Heute sind es die Banken, multinationalen Unternehmen und Pensionsfonds, die den Lebensmittelmarkt beherrschen und die Spekulation durch Rohstoffderivate fördern. Wenn diese Kette unterbrochen wird, sind die Bauern gezwungen, ihre Erzeugnisse zu verbrennen oder zu vergraben. Ein Verbrechen gegen die Menschheit, das zu Ehren des Gottes Kapital begangen wird.

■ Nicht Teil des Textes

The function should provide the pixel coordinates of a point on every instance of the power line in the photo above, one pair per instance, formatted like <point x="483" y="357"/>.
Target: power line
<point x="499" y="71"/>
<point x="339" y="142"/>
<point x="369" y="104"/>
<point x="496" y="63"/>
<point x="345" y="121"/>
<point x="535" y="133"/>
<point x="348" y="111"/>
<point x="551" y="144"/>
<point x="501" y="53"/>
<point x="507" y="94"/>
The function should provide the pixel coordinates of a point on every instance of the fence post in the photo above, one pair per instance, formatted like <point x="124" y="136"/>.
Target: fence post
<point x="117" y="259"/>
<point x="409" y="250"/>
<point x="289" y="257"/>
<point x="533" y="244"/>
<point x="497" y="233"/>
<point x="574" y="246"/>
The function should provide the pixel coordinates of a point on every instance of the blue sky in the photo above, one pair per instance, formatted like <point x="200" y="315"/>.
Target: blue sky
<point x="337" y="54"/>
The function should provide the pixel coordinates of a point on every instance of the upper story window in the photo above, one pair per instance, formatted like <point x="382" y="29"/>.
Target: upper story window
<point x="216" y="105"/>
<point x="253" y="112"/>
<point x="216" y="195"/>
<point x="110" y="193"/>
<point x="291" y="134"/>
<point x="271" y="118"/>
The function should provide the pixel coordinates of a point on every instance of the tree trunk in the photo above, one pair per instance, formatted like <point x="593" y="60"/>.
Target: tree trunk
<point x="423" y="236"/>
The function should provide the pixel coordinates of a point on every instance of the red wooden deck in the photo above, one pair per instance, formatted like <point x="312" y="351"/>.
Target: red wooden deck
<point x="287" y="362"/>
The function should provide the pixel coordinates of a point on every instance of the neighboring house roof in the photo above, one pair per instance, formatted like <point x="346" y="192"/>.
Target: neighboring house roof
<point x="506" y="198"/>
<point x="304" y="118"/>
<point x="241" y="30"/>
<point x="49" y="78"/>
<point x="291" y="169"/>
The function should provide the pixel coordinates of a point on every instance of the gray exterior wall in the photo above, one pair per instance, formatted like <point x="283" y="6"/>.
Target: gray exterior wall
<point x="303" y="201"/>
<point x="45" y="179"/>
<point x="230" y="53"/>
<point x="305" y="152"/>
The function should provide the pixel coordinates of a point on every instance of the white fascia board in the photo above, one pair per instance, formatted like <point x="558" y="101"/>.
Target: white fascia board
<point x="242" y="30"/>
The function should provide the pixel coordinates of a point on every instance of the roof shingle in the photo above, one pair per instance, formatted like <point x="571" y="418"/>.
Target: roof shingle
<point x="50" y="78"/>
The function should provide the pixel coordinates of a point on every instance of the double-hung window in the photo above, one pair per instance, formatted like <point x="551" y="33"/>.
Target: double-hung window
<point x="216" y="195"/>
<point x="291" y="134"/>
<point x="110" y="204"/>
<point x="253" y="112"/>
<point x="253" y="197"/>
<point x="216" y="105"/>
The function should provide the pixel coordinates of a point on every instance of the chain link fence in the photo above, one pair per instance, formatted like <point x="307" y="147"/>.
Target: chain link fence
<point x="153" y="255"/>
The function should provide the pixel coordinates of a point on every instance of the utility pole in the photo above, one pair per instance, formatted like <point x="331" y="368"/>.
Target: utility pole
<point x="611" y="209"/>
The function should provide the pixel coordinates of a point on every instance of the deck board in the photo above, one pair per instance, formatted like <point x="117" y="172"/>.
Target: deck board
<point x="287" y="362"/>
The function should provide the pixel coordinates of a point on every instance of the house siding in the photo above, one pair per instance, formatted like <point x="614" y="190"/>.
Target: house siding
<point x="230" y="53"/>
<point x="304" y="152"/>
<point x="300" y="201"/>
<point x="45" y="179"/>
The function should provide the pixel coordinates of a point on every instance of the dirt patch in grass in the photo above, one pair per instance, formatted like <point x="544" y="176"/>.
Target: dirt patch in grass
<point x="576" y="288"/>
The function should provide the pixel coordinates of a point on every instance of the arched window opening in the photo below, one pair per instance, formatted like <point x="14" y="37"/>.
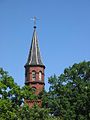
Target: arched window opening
<point x="33" y="88"/>
<point x="40" y="75"/>
<point x="33" y="75"/>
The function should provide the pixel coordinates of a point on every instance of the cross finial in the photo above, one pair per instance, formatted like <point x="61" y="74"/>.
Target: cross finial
<point x="34" y="19"/>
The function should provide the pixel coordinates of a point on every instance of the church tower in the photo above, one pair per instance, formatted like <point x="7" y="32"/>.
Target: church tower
<point x="34" y="68"/>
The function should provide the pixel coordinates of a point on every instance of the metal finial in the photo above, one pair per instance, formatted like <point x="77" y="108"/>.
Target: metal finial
<point x="34" y="19"/>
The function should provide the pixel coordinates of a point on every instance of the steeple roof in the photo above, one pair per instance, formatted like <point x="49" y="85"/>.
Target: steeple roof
<point x="34" y="57"/>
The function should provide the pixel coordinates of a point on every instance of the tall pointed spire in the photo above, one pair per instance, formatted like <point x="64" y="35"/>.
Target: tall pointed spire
<point x="34" y="57"/>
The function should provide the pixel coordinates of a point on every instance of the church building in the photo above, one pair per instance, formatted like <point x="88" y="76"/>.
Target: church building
<point x="34" y="69"/>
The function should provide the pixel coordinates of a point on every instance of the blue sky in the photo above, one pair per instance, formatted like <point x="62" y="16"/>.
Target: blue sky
<point x="63" y="32"/>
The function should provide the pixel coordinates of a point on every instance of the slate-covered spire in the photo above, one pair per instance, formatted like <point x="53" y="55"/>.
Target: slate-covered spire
<point x="34" y="57"/>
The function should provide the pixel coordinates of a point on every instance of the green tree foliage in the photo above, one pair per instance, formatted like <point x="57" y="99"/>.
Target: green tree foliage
<point x="12" y="106"/>
<point x="69" y="94"/>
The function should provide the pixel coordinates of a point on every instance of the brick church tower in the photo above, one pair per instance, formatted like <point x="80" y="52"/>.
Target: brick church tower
<point x="34" y="68"/>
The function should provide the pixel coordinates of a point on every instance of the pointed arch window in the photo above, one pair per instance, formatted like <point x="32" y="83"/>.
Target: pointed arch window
<point x="33" y="75"/>
<point x="40" y="75"/>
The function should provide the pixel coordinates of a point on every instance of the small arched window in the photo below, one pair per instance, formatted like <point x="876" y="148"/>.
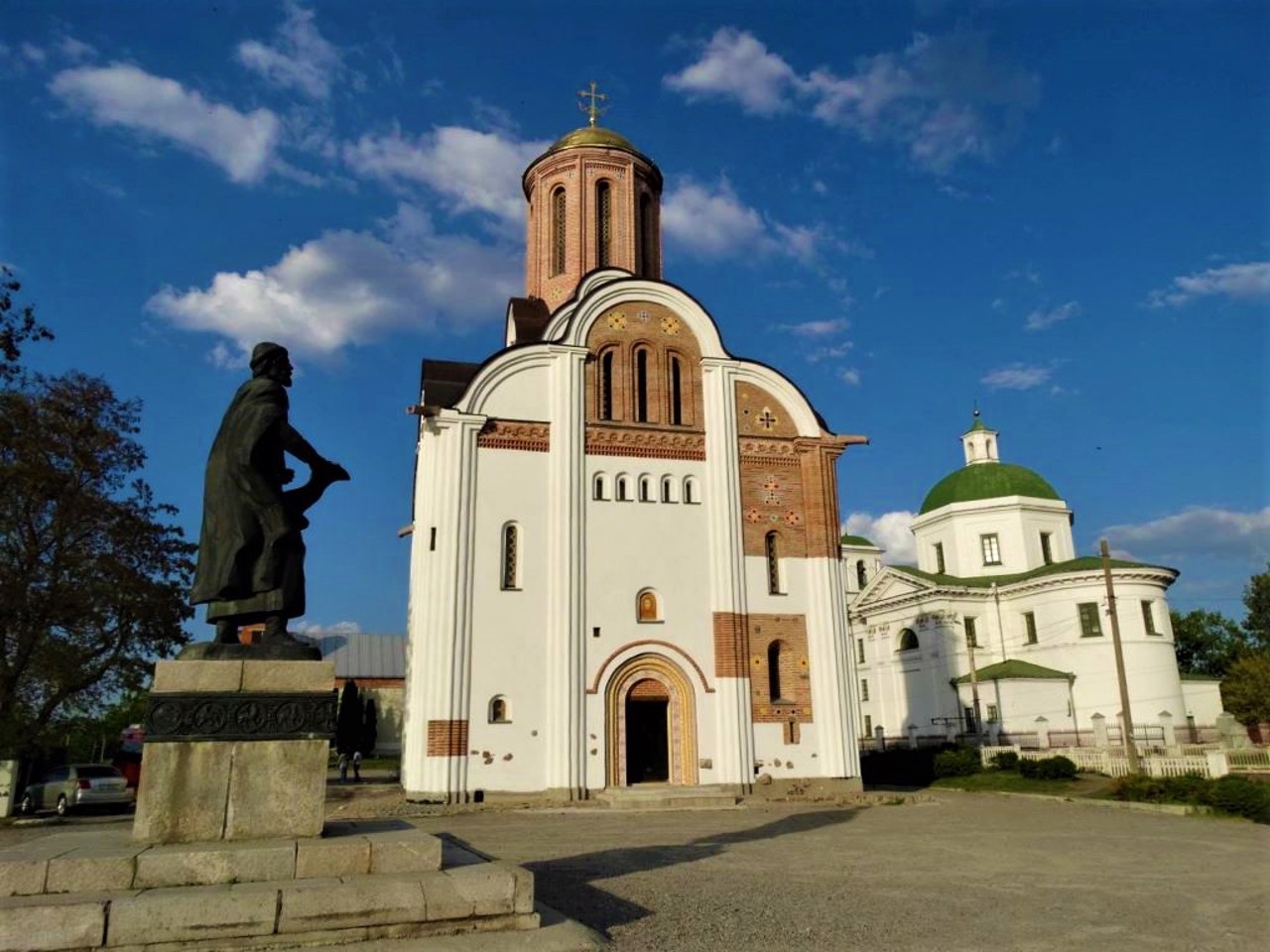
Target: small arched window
<point x="511" y="556"/>
<point x="776" y="654"/>
<point x="648" y="607"/>
<point x="690" y="492"/>
<point x="642" y="385"/>
<point x="603" y="222"/>
<point x="498" y="710"/>
<point x="772" y="552"/>
<point x="558" y="231"/>
<point x="676" y="393"/>
<point x="604" y="398"/>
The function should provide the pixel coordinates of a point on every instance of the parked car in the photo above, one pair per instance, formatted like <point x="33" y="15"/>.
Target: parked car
<point x="76" y="785"/>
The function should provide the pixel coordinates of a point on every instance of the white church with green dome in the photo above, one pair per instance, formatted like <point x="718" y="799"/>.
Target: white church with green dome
<point x="998" y="589"/>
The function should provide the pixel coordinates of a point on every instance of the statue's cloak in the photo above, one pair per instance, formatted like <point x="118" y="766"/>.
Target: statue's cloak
<point x="250" y="555"/>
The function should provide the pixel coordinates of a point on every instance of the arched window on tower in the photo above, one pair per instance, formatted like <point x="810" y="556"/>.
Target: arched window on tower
<point x="642" y="385"/>
<point x="558" y="231"/>
<point x="676" y="393"/>
<point x="775" y="653"/>
<point x="603" y="222"/>
<point x="771" y="549"/>
<point x="606" y="386"/>
<point x="511" y="556"/>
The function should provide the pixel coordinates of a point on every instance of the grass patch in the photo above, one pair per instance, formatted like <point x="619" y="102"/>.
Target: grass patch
<point x="1010" y="782"/>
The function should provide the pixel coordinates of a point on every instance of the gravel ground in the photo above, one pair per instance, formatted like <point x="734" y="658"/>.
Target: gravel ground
<point x="951" y="873"/>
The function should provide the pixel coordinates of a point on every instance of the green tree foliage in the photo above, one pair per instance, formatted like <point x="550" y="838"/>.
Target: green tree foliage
<point x="1256" y="602"/>
<point x="1206" y="643"/>
<point x="93" y="576"/>
<point x="1246" y="688"/>
<point x="348" y="721"/>
<point x="18" y="325"/>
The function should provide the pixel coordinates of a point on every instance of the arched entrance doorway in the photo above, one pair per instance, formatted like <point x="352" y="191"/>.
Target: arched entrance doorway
<point x="651" y="724"/>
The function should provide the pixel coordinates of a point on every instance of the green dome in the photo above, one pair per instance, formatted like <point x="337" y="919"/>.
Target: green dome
<point x="987" y="481"/>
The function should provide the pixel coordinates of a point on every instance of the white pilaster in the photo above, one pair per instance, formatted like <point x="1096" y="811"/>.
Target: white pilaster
<point x="439" y="667"/>
<point x="566" y="647"/>
<point x="734" y="731"/>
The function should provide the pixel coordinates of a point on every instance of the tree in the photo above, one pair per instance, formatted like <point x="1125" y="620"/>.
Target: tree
<point x="1256" y="602"/>
<point x="93" y="576"/>
<point x="370" y="728"/>
<point x="1206" y="643"/>
<point x="348" y="721"/>
<point x="17" y="326"/>
<point x="1246" y="688"/>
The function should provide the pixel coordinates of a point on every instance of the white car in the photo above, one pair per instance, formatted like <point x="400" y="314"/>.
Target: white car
<point x="76" y="785"/>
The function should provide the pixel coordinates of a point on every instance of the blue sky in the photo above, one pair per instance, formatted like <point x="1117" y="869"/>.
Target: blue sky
<point x="1058" y="209"/>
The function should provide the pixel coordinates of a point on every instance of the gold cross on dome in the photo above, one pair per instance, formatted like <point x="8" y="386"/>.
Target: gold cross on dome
<point x="592" y="109"/>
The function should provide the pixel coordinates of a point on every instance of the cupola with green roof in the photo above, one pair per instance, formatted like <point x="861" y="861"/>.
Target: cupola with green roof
<point x="594" y="202"/>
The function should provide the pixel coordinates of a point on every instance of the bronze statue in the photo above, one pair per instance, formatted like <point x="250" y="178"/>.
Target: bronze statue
<point x="250" y="551"/>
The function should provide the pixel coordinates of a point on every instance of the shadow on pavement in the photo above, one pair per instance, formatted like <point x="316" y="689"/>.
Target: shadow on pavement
<point x="567" y="884"/>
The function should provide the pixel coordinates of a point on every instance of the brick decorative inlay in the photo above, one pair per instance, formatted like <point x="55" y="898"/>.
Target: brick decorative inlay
<point x="447" y="738"/>
<point x="640" y="442"/>
<point x="795" y="683"/>
<point x="731" y="645"/>
<point x="629" y="645"/>
<point x="515" y="434"/>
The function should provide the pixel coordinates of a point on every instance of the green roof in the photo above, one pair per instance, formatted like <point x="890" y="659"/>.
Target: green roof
<point x="987" y="481"/>
<point x="1011" y="669"/>
<point x="1074" y="565"/>
<point x="856" y="540"/>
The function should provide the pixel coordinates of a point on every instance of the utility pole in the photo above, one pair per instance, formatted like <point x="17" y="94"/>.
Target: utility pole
<point x="1130" y="749"/>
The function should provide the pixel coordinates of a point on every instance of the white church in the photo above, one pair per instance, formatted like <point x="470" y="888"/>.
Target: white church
<point x="1000" y="590"/>
<point x="625" y="558"/>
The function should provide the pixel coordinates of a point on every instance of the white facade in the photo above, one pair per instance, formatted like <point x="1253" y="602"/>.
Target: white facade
<point x="527" y="683"/>
<point x="1039" y="615"/>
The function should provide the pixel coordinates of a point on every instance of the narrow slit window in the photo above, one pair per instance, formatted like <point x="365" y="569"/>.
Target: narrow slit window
<point x="558" y="231"/>
<point x="603" y="223"/>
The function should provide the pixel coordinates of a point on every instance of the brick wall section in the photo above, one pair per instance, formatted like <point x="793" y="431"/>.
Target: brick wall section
<point x="731" y="645"/>
<point x="625" y="329"/>
<point x="794" y="667"/>
<point x="447" y="738"/>
<point x="578" y="171"/>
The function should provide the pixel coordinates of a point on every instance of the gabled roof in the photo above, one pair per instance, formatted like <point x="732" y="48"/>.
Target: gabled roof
<point x="1012" y="669"/>
<point x="1072" y="565"/>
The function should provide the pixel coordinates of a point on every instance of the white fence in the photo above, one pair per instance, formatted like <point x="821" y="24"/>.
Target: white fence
<point x="1207" y="762"/>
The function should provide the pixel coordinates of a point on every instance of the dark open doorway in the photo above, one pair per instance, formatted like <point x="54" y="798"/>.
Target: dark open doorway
<point x="647" y="740"/>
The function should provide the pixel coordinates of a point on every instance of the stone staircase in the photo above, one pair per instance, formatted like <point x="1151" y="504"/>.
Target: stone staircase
<point x="666" y="796"/>
<point x="376" y="881"/>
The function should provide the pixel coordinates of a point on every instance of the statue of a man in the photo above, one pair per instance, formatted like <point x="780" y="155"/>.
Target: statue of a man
<point x="250" y="552"/>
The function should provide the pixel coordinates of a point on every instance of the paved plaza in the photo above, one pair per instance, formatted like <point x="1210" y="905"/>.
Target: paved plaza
<point x="957" y="873"/>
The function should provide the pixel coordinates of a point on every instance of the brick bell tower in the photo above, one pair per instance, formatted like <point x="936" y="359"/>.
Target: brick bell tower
<point x="594" y="202"/>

Die Pandemie begünstigt die Reichsten. Zwischen 2016 und 2020 wächst die Weltwirtschaft um 10,7 % und die Zahl der Milliardäre um 52,2 %. Dem Bloomberg-Index zufolge stieg das Vermögen der Besitzer der 500 größten Vermögen der Welt im Jahr 2020 um fast zwei Billionen Dollar. Angeführt wird die Liste von Führungskräften aus Technologie- und Luxusgüterunternehmen.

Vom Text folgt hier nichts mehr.